GRACE’S SPECIAL SPIKED CIDER
Our Cider Mulling Mix creates a true fall comfort drink. Just add it to apple cider or even just apple juice and relax with a steaming mug. To really step it up we have included our staff member Grace’s Spiked version.
½ package Halladay’s Cider Mulling Mix
1 gallon apple cider
1 orange, sliced
1 apple, sliced
1 cup cranberries
Seeds from one pomegranate
1 ½ cups whiskey or rum of choice, optional
Add all ingredients to a crockpot, heat on low for at least 4 hours.
BLOOMING CARAMEL APPLES
Our Caramel Apple Dip mix is great when you want to mix up a gooey batch of caramel with no cooking! It’s delicious served with crisp green apples. For a special treat try our Blooming Caramel Apples. These baked apples have a caramel center and are over the top good with a scoop of vanilla ice cream.
1 Package Halladay’s Caramel Apple Dip Mix
1 (8 oz) block cream cheese, softened
6 to 8 apples
¾ cup boiling water
Sugar and cinnamon for dusting
Preheat oven to 375°F. Combine softened cream cheese with Caramel Apple Dip mix, set aside. Slice the top off of the apples and cut out the core with a corer or scoop out core and seeds with a spoon, without cutting through the bottom of the apple. We found a measuring spoon worked well.
Cut a circle around the inside of the apple, then score vertically through the apple without cutting all the way through. Put apples in a baking dish. Pour boiling water into the bottom of the dish. Spray the tops of the apples with cooking spray, then sprinkle them with sugar and cinnamon.
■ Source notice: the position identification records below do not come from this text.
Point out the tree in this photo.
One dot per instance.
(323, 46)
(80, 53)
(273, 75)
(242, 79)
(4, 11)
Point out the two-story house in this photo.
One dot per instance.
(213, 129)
Bake for 30 minutes. Remove dish from the oven and scoop about a tablespoon of caramel mixture into the center of each apple. Return baking dish to the oven and bake for an additional 15 to 30 minutes, or until apple is soft but not mushy.
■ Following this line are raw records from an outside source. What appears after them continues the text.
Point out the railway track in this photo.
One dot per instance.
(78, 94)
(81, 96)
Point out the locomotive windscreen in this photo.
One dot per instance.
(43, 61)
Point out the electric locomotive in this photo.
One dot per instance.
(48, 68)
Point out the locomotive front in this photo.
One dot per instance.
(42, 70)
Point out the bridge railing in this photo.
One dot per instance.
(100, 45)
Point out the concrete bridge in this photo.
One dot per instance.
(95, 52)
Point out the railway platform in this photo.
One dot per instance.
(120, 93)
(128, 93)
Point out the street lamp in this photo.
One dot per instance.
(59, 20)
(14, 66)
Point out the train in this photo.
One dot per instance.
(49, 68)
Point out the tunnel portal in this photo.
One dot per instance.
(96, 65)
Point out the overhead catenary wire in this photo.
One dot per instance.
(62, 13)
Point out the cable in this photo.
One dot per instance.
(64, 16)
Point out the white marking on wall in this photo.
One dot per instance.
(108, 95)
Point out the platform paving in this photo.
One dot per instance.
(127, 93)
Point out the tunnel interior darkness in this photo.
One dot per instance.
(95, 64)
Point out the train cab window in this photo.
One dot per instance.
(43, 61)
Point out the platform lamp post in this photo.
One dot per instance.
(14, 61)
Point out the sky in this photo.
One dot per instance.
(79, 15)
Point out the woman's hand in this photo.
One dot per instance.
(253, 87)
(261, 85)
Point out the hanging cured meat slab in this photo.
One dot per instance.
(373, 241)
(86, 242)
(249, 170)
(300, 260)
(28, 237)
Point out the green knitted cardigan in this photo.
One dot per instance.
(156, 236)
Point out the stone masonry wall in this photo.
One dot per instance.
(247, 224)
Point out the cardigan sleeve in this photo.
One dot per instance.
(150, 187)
Serve warm with ice cream or whipped cream. Yum!
MAPLE PECAN CHEESECAKE
Have you had our cheesecake mixes? They come together in seconds with cream cheese and cool whip or freshly whipped whipping cream. You can use a store purchased pie crust but they are extra flavorful in a freshly prepared graham cracker crust.
1 Tbsp butter
2 Tbsp sugar
1 cup pecans, roughly chopped
1 package Halladay’s Maple Cheesecake Mix
1 (8 oz) package cream cheese, softened
1 (8 oz) container Cool Whip, defrosted
1 prepared graham cracker crust
Melt butter in sauté pan; add sugar and pecans, cook over low heat for a couple of minutes, until nuts are slightly crisp, being careful not to burn them. Set aside and let cool.
Blend softened cream cheese together with Maple Cheesecake Mix, then fold in the Cool Whip. Pour into prepared pie shell, top with cooled Pecans. Chill at least one hour before serving.